In the worst reaction, the customer collapsed outside the café and went into anaphylactic shock before being treated at the hospital’s emergency department.
A recent Ashburton District Council report highlighted the seriousness of two recent incidents.
Miscommunication resulted in customers receiving food they were allergic too, the report said. The cafes were not named.
The council, as the district’s food regulatory authority, issued both cafes “satisfactory outcomes’’ in food safety audits before the incidents.
In the first incident, a café guest with a history of severe allergies ordered a vegan bagel and notified café staff of their condition.
The person was given a gluten-free bagel instead and suffered a severe allergic reaction.
They alerted staff, left the premises and collapsed and require treatment at A&E for anaphylactic shock.

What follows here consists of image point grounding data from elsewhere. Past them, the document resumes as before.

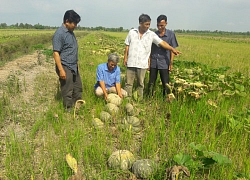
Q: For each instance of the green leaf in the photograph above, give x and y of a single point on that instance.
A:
(239, 87)
(182, 159)
(220, 159)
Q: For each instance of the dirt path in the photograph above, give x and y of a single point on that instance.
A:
(35, 78)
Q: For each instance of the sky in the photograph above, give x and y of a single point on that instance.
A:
(212, 15)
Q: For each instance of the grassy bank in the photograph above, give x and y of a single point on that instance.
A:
(190, 131)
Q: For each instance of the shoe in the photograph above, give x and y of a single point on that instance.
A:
(78, 105)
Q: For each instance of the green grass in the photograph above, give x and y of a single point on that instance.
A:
(46, 134)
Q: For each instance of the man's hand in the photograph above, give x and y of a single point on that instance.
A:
(62, 74)
(105, 95)
(175, 51)
(125, 62)
(120, 95)
(170, 67)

The investigation found a communication breakdown was to blame where staff failed to record and communicate the correct allergies to the food server and cashier.
In response, staff retrained on allergies and procedures were improved to communicate between workers when a customer alerts them of their specific allergies.

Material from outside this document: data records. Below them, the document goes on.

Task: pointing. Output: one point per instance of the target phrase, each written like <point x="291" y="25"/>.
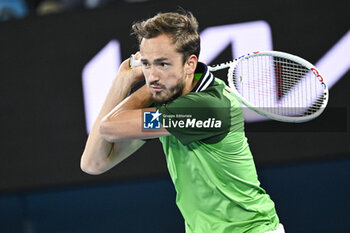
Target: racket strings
<point x="278" y="85"/>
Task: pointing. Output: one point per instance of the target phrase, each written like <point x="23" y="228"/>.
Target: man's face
<point x="163" y="68"/>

In the second incident, a guest with a nut allergy visited a different café.
The person ordered a dessert item advertised as having a chocolate sauce topping. But it was actually a Nutella sauce topping, causing the customer to have a severe allergic reaction, which also required treatment at A&E.

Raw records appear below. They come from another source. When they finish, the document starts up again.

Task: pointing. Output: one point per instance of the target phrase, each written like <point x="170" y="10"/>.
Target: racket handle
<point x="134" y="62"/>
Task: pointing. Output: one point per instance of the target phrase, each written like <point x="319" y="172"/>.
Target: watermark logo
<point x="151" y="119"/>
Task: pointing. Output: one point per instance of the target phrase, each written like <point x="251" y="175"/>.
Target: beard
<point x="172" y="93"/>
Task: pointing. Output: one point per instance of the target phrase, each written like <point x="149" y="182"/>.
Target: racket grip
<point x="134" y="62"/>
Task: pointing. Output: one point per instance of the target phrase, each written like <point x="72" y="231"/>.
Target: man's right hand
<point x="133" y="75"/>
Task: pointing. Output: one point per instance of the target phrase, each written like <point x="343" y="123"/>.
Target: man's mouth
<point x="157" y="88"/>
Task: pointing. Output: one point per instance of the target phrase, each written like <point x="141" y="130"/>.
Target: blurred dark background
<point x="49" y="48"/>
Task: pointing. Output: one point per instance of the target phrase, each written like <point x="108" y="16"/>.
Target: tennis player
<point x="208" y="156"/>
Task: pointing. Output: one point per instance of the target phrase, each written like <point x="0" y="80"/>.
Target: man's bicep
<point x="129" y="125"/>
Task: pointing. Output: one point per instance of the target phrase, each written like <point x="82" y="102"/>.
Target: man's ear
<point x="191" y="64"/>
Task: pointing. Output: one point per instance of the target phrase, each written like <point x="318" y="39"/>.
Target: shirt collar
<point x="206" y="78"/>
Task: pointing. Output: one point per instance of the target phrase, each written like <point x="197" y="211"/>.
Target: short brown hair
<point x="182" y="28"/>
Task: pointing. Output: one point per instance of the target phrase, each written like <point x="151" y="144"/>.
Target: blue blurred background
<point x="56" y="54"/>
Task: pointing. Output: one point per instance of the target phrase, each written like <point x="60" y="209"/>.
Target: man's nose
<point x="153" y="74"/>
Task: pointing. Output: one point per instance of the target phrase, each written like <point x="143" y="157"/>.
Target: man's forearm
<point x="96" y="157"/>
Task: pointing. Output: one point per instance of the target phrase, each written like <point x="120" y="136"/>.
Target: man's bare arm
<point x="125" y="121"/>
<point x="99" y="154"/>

The investigation found that the purchased item was new to the menu and incorrectly listed as having a chocolate topping.
Since the incident, that café has corrected its advertising labelling to reflect the use of Nutella. They have also improved the checks on food when being sold, with staff retrained on allergies.
Ashburton council’s compliance and development group manager Ian Hyde said the two cafes concerned had been audited in the reporting period before the incidents and were found to be operating satisfactorily.
“How often an operation gets checked will depend on whether it is a high or low-risk business,’’ Hyde said.
“It will also depend on how well food safety is managed. Those who are doing well will be checked less frequently.”
The monitoring of the district’s food services was contracted out.